Everyone Is Dead is one of the tensest 70 minutes in theatre I’ve ever experienced.
Ironically staged high up in Bristol Old Vic’s Coopers’ Loft, the play is set in a dark, dingy basement. But the high ceiling, girders and lighting do really make it feel like you’re underground.
The action begins in almost complete darkness, apart from the light of a torch as two women rush into the room.
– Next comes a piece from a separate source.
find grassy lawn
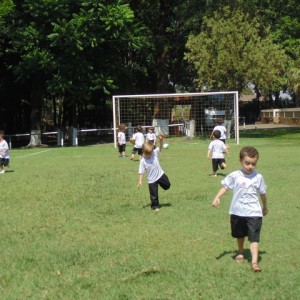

They are clearly scared and running from someone or something.
What transpires is that Kelly, a frightened 17-year-old, and Ashley, a much more confident older woman who picked up Kelly’s father for casual sex at a petrol station only moments before, are surviving a chemical war which is raging outside.
We don’t want to give too much away, as the beauty of this two-hander is how it cleverly reveals what’s going on above ground as the play progresses, but let’s just say it’s pretty grim!
As we hear voices and footsteps above which adds to the tension, Kelly grows increasingly more freaked out as she worries about what has happened to her dad, while Ashley seems much more able to cope with the predicament and hits back with sarcasm and humour.
As the play reaches its conclusion, we find out all is not as it seems with Ashley and the last five minutes is a shocking end which had me on the end of my seat.
This is a brilliant production by Theatre West which is written, produced and performed by an all-woman company. It’s a response to the under representation of women in theatre and the result of a competition for female playwrights.
Florence Espeut-Nickless and Alison Fitzjohn as Kelly and Ashley are superb and there is very little to criticise. It would have been nice though to have seen more of Ashley’s vulnerabilities as a moment where she does let her guard down and reveal the impact of the war on her own family is one of the play’s main highlights.
But all in all, it’s a great and massively thought-provoking production.
Everyone Is Dead is at Bristol Old Vic until 19 October.